Angels and Demons?

30 August 2012

ANGELS and DEMONS?

Welcome again to the Krung Thep, the city of angels. ECO hopes that this location will inspire delegates to put aside their devilish disagreements and instead move forward in a spirit of angelic cooperation in the fight against climate change and its deadly impacts. The recent flooding in Manila, the typhoon coming ashore near Shanghai and widespread drought and crop failures in the U.S.A. are stark reminders that the impacts of climate change are real, global and growing.

The large majority of countries, especially the poorest and most vulnerable, are demanding a global response that has a very high probability of limiting global warming to levels that do not threaten their livelihoods and their very existence. The best available science indicates that this will require global emissions to remain within a strict carbon budget – and a collective and rapid transition to a low carbon global economy.  It requires both an ambitious post-2020 treaty regime and much greater ambition between now and 2020 – the two-track approach agreed in Durban.

Success in the negotiations towards a fair, ambitious and legally binding deal by 2015 depends on bridging one of the fundamental divides in these talks. On the one side, we have those countries that want a scientifically responsive and responsible, rules-based system. On the other side, there are those that don’t want too many questions asked about their failure to act. (Of course, at least one of these countries doesn’t put it exactly this way, and calls for a more “flexible” approach.)

To meet the global climate challenge, the new ADP architecture for the post 2020 period must be viable for the long term, with a negotiated renewal of targets and actions every five years.

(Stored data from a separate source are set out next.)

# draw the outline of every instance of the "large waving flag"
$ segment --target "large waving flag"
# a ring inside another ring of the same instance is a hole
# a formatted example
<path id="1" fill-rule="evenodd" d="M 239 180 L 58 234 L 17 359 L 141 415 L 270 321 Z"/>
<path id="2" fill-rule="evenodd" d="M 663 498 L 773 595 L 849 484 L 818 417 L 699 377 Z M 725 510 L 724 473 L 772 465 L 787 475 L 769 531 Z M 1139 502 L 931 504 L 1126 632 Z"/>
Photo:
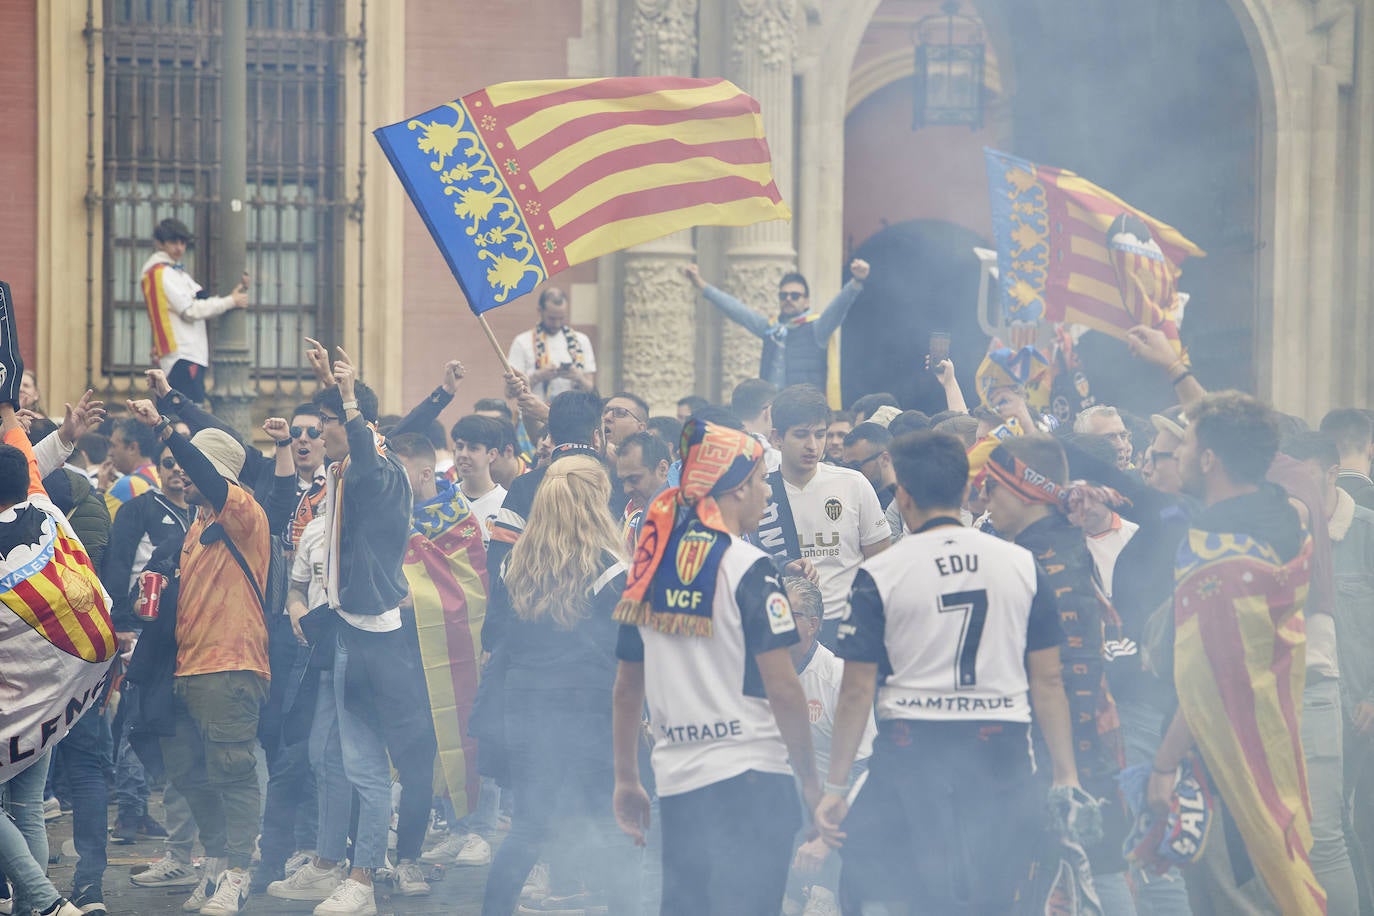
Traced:
<path id="1" fill-rule="evenodd" d="M 25 770 L 99 704 L 115 654 L 110 596 L 48 499 L 22 429 L 29 498 L 0 514 L 0 782 Z"/>
<path id="2" fill-rule="evenodd" d="M 1073 172 L 985 149 L 1003 314 L 1178 339 L 1181 265 L 1205 252 Z"/>
<path id="3" fill-rule="evenodd" d="M 1316 916 L 1312 807 L 1299 721 L 1312 542 L 1282 563 L 1241 534 L 1193 529 L 1178 550 L 1179 709 L 1279 912 Z"/>
<path id="4" fill-rule="evenodd" d="M 404 565 L 415 600 L 439 764 L 459 817 L 476 804 L 479 782 L 468 715 L 477 696 L 487 612 L 487 552 L 480 525 L 458 487 L 441 482 L 439 495 L 415 511 Z"/>
<path id="5" fill-rule="evenodd" d="M 501 83 L 374 133 L 479 314 L 679 229 L 791 218 L 723 79 Z"/>

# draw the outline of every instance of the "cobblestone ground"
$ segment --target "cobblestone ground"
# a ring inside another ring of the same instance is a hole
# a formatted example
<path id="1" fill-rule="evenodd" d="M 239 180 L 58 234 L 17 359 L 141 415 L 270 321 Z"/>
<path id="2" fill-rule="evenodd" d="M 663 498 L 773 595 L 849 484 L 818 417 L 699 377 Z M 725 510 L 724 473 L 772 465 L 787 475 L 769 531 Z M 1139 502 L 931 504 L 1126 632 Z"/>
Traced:
<path id="1" fill-rule="evenodd" d="M 162 821 L 162 806 L 158 794 L 149 802 L 153 815 Z M 110 823 L 115 810 L 110 808 Z M 70 814 L 48 822 L 48 842 L 52 855 L 60 850 L 61 859 L 48 868 L 48 875 L 63 894 L 71 892 L 72 869 L 76 866 L 76 850 L 71 844 Z M 162 856 L 159 842 L 146 841 L 131 845 L 110 842 L 107 847 L 109 867 L 105 870 L 105 904 L 111 916 L 144 916 L 144 914 L 181 913 L 182 902 L 190 896 L 189 888 L 151 889 L 136 887 L 129 875 Z M 199 854 L 197 847 L 197 854 Z M 428 897 L 392 897 L 390 888 L 378 885 L 377 912 L 379 916 L 432 916 L 432 914 L 476 914 L 482 909 L 482 888 L 486 884 L 487 869 L 445 868 L 428 869 L 433 888 Z M 249 899 L 247 913 L 309 914 L 313 904 L 275 900 L 267 896 Z"/>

It must also be dynamic, with respective changes in responsibility and capability fairly reflected in each renewal of the framework. It must further ensure that countries are accountable for doing what they agreed to do in both mitigation and in providing and effectively utilising support, with common accounting rules and a common, but differentiated, MRV system to allow transparent reporting of progress and to spotlight freeloaders. ECO notes that these are exactly the design elements that so many have fought hard to uphold in the Kyoto Protocol.

Against this fair, ambitious and legally binding deal are just a few countries. For these countries, fairness is finger pointing, ambition is for others and legally binding is too much of a bind.  If their lack of political will causes the world to blow past the 2 degrees Celsius target that their leaders have endorsed, well, that’s just too bad.

So what do negotiators at Bangkok need to work towards to receive their halos?  At COP18 in Doha, the world needs to see:

·       A Doha amendment for a second commitment period of the Kyoto Protocol applying immediately to a range of developed countries, including Australia and New Zealand; this should include targets within the range of 25-40% below 1990 levels, with an adjustment procedure to increase ambition, and should enhance environmental integrity by minimizing carried over AAUs and improving CDM and JI rules to lead to real emission reductions.

·       Non-Kyoto developed countries adopting stringent QEROs, comparable in effort and transparency with Kyoto Parties. ‘Comparability’ requires common accounting!

·       Developing countries registering their mitigation actions and required support, and all developing countries to make pledges – including Qatar.

·       Agreement that global emissions will peak in 2015, which means that developed countries need  to reduce their emissions much more quickly, and provide support for developing countries to take more mitigation action.

·       Agreement on a detailed work plan for the ADP, both on the 2015 legally binding agreement and on ways to substantially raise pre-2020 ambition.

·       Commitment to at least $10-15 billion in new public finance for the Green Climate Fund over 2013-2015, together with meaningful steps to develop innovative sources of public financing and agree on a process to reassess the adequacy of financial pledges with the first reassessment in 2013.

·       Funding modalities for National Adaptation Plans in order to scale-up work immediately, and establishment of a second phase of the work program for loss & damage.

·       The rapid operationalisation of the GCF, the Standing Committee, the NAMA registry, the Adaptation Committee, the Technology Executive Committee and the Climate Technology Centre and Network

Laying the foundations for these successes in Doha means that this will be a busy week in Bangkok! As we all know, the devil is in the details. So, where better to get started than in the city of angels?